For any justice department veteran, like Barr, the notion that Clinton manipulated the entire bureaucracy of foreign investment review doesn’t pass the laugh test.

But Barr insisted that all is fine and dandy with Trump demanding the justice department go after Clinton for the latest wingnut wackadoodle story to air on Fox News.

“There is nothing inherently wrong about a president calling for an investigation,” Barr wrote to the New York Times. “Although an investigation shouldn’t be launched just because a president wants it, the ultimate question is whether the matter warrants investigation, and I have long believed that the predicate for investigating the uranium deal, as well as the foundation, is far stronger than any basis for investigating so-called ‘collusion’. Likewise the basis for investigating various ‘national security’ activities carried out during the election, as Senator [Chuck] Grassley has been attempting to do. To the extent it is not pursuing these matters, the department is abdicating its responsibility.”

Barr was writing in late 2017, and the Grassley “investigation” was one of those other radioactive rightwing ruses about the Obama administration FBI spying on the Trump campaign under the guise of all this Russia stuff.

This is not an isolated case of Barr lending his considerable legal reputation to the flakiest fringes of Trump forgeries.
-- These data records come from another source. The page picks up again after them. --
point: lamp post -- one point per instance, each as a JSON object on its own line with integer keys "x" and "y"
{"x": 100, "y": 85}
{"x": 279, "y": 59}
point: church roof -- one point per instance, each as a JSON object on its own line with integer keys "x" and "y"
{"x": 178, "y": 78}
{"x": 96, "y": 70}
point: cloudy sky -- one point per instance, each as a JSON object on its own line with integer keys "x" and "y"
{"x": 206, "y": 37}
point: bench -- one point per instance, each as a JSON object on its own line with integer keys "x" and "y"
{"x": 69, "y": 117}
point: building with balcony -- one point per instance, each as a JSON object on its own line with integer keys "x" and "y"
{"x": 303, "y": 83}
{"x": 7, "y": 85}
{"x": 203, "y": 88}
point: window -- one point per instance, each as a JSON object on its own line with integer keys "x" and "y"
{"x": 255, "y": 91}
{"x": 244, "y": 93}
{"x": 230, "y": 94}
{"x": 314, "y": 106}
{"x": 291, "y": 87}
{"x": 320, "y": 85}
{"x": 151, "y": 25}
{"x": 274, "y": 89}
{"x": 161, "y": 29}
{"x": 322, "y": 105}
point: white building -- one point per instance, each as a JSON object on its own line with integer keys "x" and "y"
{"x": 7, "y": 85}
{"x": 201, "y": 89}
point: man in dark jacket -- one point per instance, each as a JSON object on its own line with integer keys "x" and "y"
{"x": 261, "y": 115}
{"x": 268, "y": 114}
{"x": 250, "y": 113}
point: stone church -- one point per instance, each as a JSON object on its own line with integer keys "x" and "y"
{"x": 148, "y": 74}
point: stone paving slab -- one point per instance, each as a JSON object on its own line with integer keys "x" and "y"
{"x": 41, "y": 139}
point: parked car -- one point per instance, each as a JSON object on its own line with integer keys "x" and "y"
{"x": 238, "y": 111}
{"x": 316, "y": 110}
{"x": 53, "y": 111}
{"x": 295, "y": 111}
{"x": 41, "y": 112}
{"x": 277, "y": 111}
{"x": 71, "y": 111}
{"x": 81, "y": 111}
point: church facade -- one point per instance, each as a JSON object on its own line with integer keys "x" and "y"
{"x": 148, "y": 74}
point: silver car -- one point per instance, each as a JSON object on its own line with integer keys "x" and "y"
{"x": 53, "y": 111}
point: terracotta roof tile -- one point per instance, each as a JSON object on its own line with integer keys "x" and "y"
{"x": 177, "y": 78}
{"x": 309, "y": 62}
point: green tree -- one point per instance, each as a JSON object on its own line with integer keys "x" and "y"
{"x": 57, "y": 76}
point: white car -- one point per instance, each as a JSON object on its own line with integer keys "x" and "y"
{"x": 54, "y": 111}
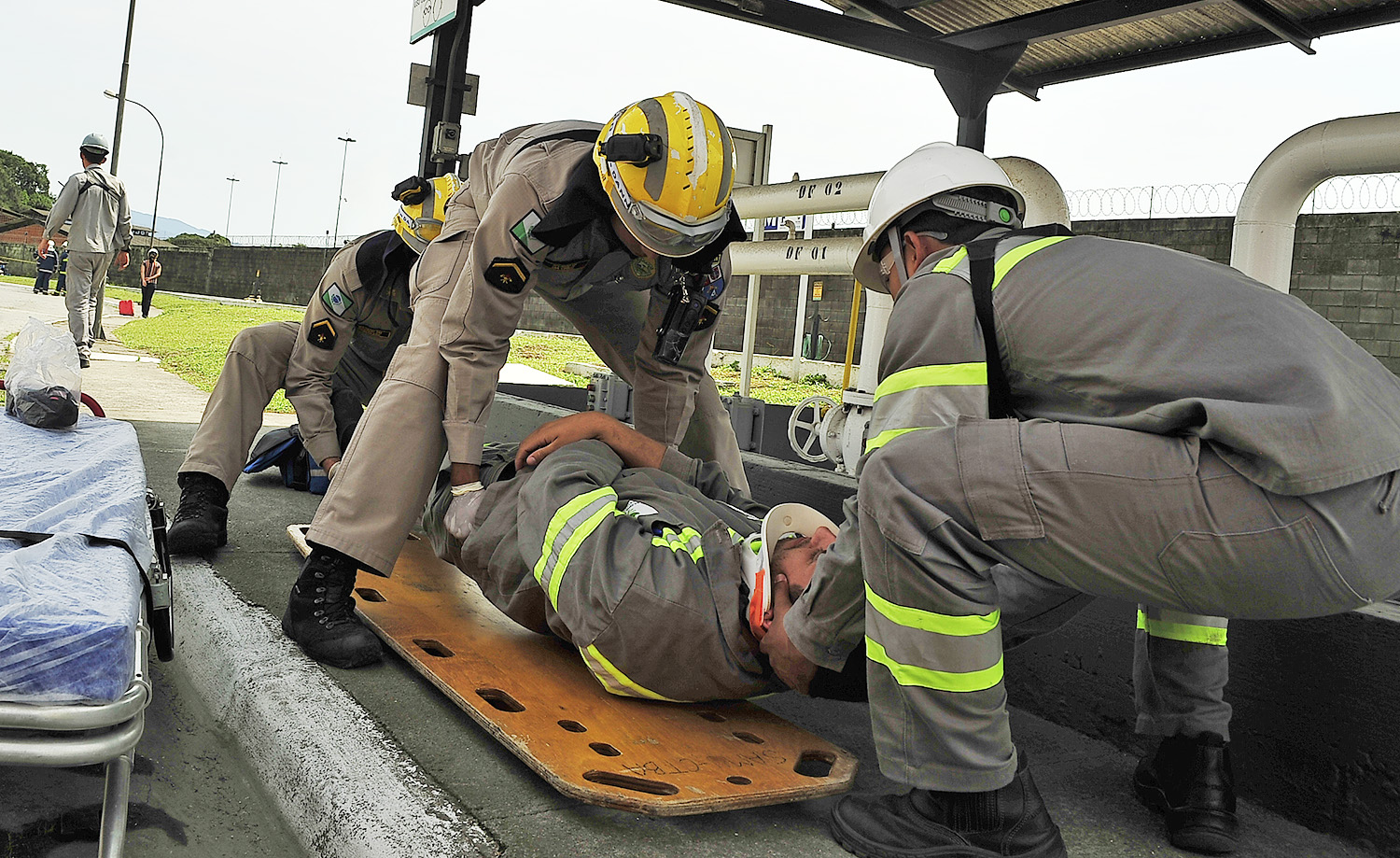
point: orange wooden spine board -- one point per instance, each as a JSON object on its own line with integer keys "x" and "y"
{"x": 537, "y": 697}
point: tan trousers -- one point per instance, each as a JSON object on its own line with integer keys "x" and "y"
{"x": 255, "y": 369}
{"x": 392, "y": 460}
{"x": 87, "y": 274}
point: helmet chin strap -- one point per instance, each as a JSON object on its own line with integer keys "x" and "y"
{"x": 899, "y": 252}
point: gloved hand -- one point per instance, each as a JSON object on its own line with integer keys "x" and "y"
{"x": 461, "y": 513}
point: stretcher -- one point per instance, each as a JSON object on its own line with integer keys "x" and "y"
{"x": 537, "y": 697}
{"x": 84, "y": 591}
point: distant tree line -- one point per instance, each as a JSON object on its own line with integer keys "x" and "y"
{"x": 22, "y": 184}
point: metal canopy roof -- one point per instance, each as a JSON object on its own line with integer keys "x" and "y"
{"x": 980, "y": 48}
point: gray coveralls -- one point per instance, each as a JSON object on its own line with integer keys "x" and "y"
{"x": 101, "y": 213}
{"x": 532, "y": 216}
{"x": 1193, "y": 441}
{"x": 638, "y": 569}
{"x": 356, "y": 319}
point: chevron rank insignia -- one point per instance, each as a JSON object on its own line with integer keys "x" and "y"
{"x": 507, "y": 274}
{"x": 336, "y": 300}
{"x": 322, "y": 335}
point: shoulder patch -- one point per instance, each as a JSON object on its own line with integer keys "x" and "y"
{"x": 507, "y": 274}
{"x": 336, "y": 300}
{"x": 322, "y": 335}
{"x": 524, "y": 232}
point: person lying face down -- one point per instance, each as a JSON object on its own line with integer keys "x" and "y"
{"x": 646, "y": 560}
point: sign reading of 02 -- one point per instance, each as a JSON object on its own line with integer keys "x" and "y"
{"x": 809, "y": 190}
{"x": 428, "y": 16}
{"x": 804, "y": 252}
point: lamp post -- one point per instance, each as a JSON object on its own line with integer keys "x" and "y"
{"x": 229, "y": 220}
{"x": 347, "y": 140}
{"x": 272, "y": 229}
{"x": 160, "y": 165}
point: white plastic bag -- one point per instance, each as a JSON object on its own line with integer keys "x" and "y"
{"x": 44, "y": 383}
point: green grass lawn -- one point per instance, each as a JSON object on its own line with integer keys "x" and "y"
{"x": 192, "y": 338}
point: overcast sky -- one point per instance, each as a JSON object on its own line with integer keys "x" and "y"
{"x": 241, "y": 84}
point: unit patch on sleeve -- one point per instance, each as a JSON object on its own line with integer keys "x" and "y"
{"x": 524, "y": 232}
{"x": 507, "y": 274}
{"x": 322, "y": 335}
{"x": 336, "y": 300}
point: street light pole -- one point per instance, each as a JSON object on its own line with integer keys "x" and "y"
{"x": 272, "y": 230}
{"x": 230, "y": 218}
{"x": 341, "y": 193}
{"x": 160, "y": 165}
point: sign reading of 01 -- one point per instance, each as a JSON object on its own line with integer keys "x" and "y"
{"x": 809, "y": 190}
{"x": 804, "y": 252}
{"x": 428, "y": 16}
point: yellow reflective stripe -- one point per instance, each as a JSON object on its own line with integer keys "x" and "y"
{"x": 622, "y": 678}
{"x": 881, "y": 440}
{"x": 946, "y": 265}
{"x": 562, "y": 518}
{"x": 1015, "y": 255}
{"x": 686, "y": 542}
{"x": 1182, "y": 631}
{"x": 938, "y": 375}
{"x": 927, "y": 620}
{"x": 938, "y": 681}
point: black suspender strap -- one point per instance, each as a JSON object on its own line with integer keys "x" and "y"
{"x": 982, "y": 260}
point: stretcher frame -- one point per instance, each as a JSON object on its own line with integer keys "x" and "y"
{"x": 80, "y": 734}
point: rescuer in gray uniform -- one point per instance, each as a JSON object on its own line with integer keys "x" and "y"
{"x": 640, "y": 556}
{"x": 356, "y": 319}
{"x": 1089, "y": 416}
{"x": 101, "y": 213}
{"x": 619, "y": 227}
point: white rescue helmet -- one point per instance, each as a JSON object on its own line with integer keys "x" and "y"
{"x": 781, "y": 522}
{"x": 931, "y": 171}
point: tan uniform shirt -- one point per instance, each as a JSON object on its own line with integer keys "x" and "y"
{"x": 100, "y": 209}
{"x": 534, "y": 218}
{"x": 358, "y": 316}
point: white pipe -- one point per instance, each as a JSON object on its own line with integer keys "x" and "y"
{"x": 817, "y": 257}
{"x": 1267, "y": 218}
{"x": 811, "y": 196}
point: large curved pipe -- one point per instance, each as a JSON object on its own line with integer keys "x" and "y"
{"x": 1263, "y": 243}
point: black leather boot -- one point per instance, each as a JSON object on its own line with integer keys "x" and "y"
{"x": 1004, "y": 823}
{"x": 321, "y": 613}
{"x": 1189, "y": 779}
{"x": 201, "y": 524}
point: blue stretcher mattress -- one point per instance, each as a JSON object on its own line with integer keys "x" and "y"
{"x": 69, "y": 605}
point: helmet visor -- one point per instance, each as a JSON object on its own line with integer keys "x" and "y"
{"x": 658, "y": 230}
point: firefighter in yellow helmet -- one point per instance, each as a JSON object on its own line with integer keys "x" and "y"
{"x": 336, "y": 355}
{"x": 622, "y": 229}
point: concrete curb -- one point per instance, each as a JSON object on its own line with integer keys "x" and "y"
{"x": 343, "y": 785}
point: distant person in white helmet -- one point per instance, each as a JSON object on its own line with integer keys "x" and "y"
{"x": 150, "y": 279}
{"x": 1077, "y": 415}
{"x": 621, "y": 227}
{"x": 329, "y": 366}
{"x": 101, "y": 213}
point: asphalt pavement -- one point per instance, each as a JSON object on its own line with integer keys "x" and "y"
{"x": 249, "y": 746}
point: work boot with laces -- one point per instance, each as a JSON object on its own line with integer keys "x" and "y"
{"x": 321, "y": 613}
{"x": 201, "y": 524}
{"x": 1190, "y": 781}
{"x": 1001, "y": 823}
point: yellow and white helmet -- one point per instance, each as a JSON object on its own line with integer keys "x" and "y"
{"x": 666, "y": 164}
{"x": 423, "y": 209}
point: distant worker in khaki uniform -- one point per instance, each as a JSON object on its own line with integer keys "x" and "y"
{"x": 1086, "y": 416}
{"x": 356, "y": 319}
{"x": 622, "y": 229}
{"x": 101, "y": 213}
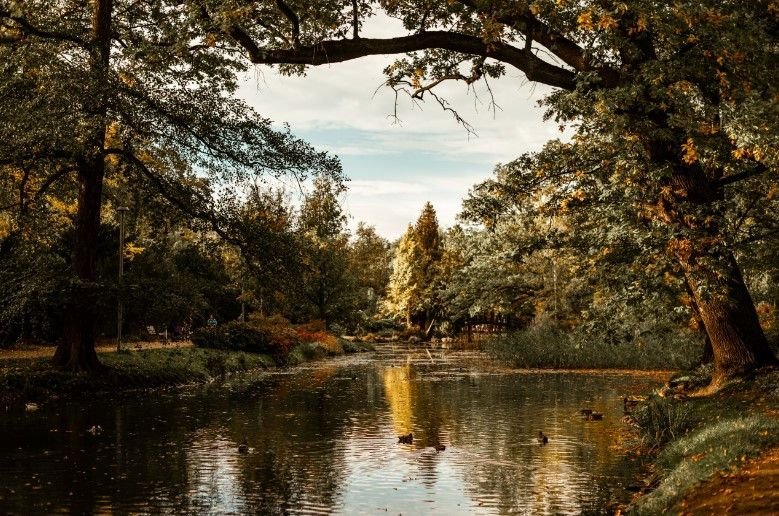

Just seven months ago, around the time Trump was publicly flogging his attorney general, Barr wrote an unsolicited memo to the justice department explaining in detail why he thought Mueller should not be allowed to question Trump about firing James Comey as FBI director in order to halt the Russia investigation.

Barr’s memo was a perfect pretzel of Trumpian delusion, claiming that obstruction of justice really just means witness tampering or destroying evidence. Nothing, Barr argued, could stop the president’s “complete authority to stop or start a law enforcement proceeding”. Ergo, nobody in law enforcement can stop Trump from blocking any legal action against himself. Brilliant!

To be fair, Barr concedes in his memo that he is “in the dark about many facts” including the, um, facts about Mueller’s investigation and the legal basis for any possible case he might be building. Which is to say: everything.

This is the context for Barr’s fine testimony on Tuesday, when he said he was a longtime friend of Mueller and would allow him to “complete his work”. He just wouldn’t necessarily allow the public to see all that wonderful work of his great misguided friend. “I don’t know, at the end of the day, what will be releasable,” he explained.

So what does he think are the consequences for a president interfering with law enforcement to save himself, or his family? Barr helpfully outlined a hypothetical case where a president called up the justice department to do just that.

“He’s the chief law enforcement officer and you could say, well, he has the power, but that would be a breach of his obligation under the constitution to faithfully execute the laws,” he told California senator Dianne Feinstein. “So in my opinion, if he attempts – if a president attempts to intervene in a matter that he has a stake in, to protect himself, that should first be looked at as a breach of his constitutional duties. Whether it also violates a statute, depends on what statute comes into play and what all the facts are.”

In other words, you’re going to have to impeach Trump because a Barr justice department won’t prosecute its chief law enforcement officer.

That may be Barr’s best hope for protecting his beloved justice department. It just so happens that it’s also Trump’s best hope for protecting himself, because this Senate will never vote to find him guilty in an impeachment trial.

William Barr is clearly no Mr Magoo. He’s far too smart and far too accomplished a lawyer. But like James Comey before him, his day of reckoning lies ahead: that moment when his love of his institution runs headlong into a president who should be institutionalized. At that point, what’s left of Barr’s reputation will become so much depleted uranium.